Letting $\gamma^{\star}_{\mathrm{MLP}}$ denote the classification threshold for the bare MLP, the main results (formal versions in the paper) read:

\gamma^{\star}_{\mathrm{1\text{-}conv}} \;\;\lesssim\;\; \frac{\gamma^{\star}_{\mathrm{MLP}}}{(\mathbb{E}[\deg])^{1/4}}, \qquad \gamma^{\star}_{\mathrm{2\text{-}conv}} \;\;\lesssim\;\; \frac{\gamma^{\star}_{\mathrm{MLP}}}{n^{1/4}}.

In words:

One graph convolution lowers the feature-signal threshold by a factor of $(\mathbb{E}[\deg])^{1/4}$ . If the graph has, say, average degree $10^4$ , you can tolerate a feature signal $\sqrt[4]{10^4} = 10$ times weaker before the network fails.
Two graph convolutions (under a slightly stronger density assumption) lower the threshold by a factor of $n^{1/4}$ , which is a much bigger reduction. For $n = 10^6$ , that is a factor of about $32$ .

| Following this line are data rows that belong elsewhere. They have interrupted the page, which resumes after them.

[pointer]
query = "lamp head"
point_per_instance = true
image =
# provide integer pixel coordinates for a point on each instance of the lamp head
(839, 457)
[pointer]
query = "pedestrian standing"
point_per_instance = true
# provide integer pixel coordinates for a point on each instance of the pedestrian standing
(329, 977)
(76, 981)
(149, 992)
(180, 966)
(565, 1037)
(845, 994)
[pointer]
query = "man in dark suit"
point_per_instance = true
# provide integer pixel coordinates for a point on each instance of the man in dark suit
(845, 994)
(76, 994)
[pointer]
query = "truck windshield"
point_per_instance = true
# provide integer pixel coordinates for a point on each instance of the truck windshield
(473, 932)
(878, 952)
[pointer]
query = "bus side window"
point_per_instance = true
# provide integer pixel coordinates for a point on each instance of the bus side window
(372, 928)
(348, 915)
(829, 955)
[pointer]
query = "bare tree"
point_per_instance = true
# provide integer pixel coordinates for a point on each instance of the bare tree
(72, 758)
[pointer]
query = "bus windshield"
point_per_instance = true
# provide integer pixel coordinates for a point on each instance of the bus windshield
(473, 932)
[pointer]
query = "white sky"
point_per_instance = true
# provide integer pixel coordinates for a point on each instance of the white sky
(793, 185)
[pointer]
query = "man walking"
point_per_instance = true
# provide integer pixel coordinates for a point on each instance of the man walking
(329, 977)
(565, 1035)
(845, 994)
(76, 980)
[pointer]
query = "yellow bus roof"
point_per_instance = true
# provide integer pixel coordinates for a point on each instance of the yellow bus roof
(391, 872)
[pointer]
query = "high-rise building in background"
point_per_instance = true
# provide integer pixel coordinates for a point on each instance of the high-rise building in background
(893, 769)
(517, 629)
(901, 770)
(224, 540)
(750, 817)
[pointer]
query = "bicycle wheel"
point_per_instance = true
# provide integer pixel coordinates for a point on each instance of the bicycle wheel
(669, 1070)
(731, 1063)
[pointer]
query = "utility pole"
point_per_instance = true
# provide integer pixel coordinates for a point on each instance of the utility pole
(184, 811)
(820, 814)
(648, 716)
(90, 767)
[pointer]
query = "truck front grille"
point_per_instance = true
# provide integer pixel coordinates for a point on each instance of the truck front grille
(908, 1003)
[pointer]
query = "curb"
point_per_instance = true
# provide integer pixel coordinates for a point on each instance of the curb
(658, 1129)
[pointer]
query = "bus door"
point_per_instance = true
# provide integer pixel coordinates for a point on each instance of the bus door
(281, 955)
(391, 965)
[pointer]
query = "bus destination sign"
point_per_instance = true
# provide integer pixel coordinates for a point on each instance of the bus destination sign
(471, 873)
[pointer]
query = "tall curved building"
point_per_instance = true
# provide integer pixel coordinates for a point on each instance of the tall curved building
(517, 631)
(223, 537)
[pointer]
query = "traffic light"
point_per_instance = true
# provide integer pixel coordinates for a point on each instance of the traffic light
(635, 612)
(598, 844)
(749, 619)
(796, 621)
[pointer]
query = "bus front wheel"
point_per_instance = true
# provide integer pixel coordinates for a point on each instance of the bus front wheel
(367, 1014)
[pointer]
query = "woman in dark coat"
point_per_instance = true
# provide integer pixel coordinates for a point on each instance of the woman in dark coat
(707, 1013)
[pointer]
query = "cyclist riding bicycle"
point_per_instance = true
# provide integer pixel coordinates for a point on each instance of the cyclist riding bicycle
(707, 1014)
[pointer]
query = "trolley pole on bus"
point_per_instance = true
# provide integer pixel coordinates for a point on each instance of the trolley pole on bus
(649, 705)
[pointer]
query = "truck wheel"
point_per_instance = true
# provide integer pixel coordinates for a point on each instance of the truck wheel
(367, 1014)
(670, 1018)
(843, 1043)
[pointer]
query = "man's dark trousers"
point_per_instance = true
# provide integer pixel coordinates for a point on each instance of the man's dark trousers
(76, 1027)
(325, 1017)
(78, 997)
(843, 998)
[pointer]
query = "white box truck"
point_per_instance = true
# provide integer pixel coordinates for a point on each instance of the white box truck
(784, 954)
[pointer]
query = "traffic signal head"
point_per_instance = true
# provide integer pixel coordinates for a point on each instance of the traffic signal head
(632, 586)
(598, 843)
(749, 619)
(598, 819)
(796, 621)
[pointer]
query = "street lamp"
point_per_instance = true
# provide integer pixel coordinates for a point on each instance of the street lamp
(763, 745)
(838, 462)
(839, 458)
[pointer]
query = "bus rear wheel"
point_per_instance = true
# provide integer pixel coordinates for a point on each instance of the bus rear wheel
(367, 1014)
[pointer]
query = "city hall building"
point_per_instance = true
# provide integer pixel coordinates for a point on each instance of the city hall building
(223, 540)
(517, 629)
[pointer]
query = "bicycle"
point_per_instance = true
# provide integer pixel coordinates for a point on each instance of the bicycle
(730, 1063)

So two convolutions are much better than one in the dense regime. (Past two, oversmoothing is a well-known issue, so we do not recommend stacking further unless you have a specific reason.)

Each graph convolution shifts the classification threshold left along the $\gamma$ axis: one convolution by a factor of $(\mathbb{E}[\deg])^{1/4}$ , two convolutions by a much bigger factor of $n^{1/4}$ . The wider the green “succeeds” region for an architecture, the noisier the features it can still classify.

Placement does not matter

In an $L$ -layer network you have $L$ slots for placing graph convolutions. Should they go at the input? In the middle? Right before the output? The paper shows that asymptotically the threshold result above holds for any placement of the convolutions among the layers. The conclusion: stop agonizing over conv placement; pick whatever is convenient (e.g., conv-then-MLP, or interleaved) and the asymptotic capability is unchanged.

Empirically

Synthetic CSBM experiments confirm the threshold predictions. As the feature signal $\gamma$ is lowered, the MLP loses accuracy first, then MLP + 1 conv, then MLP + 2 convs, at the predicted scaling factors. Real-data experiments on standard node-classification benchmarks show that the placement-invariance and the 2-conv-beats-1-conv conclusions hold qualitatively. Plots and dataset details are in Section 5 of the paper.

Takeaways

Graph convolutions provably lower the feature-signal requirement for classification, by a quantifiable factor: $(\mathbb{E}[\deg])^{1/4}$ per single convolution, $n^{1/4}$ for two.
Two convolutions are dramatically better than one in the dense regime. Beyond two, watch out for oversmoothing.
Placement is asymptotically a wash. Don’t agonize over which layer the convolution goes into.

The full statements (with constants), the precise form of the non-linear feature mixture, and the experimental details are in the paper.

References

Baranwal, Fountoulakis, Jagannath. Effects of Graph Convolutions in Multi-layer Networks. ICLR 2023 (Notable Top 25%). arXiv:2204.09297
Baranwal, Fountoulakis, Jagannath. Graph Convolution for Semi-Supervised Classification: Improved Linear Separability and Out-of-Distribution Generalization. ICML 2021. (Linear-feature precursor to this work.)
Deshpande, Sen, Montanari, Mossel. Contextual Stochastic Block Models. NeurIPS 2018.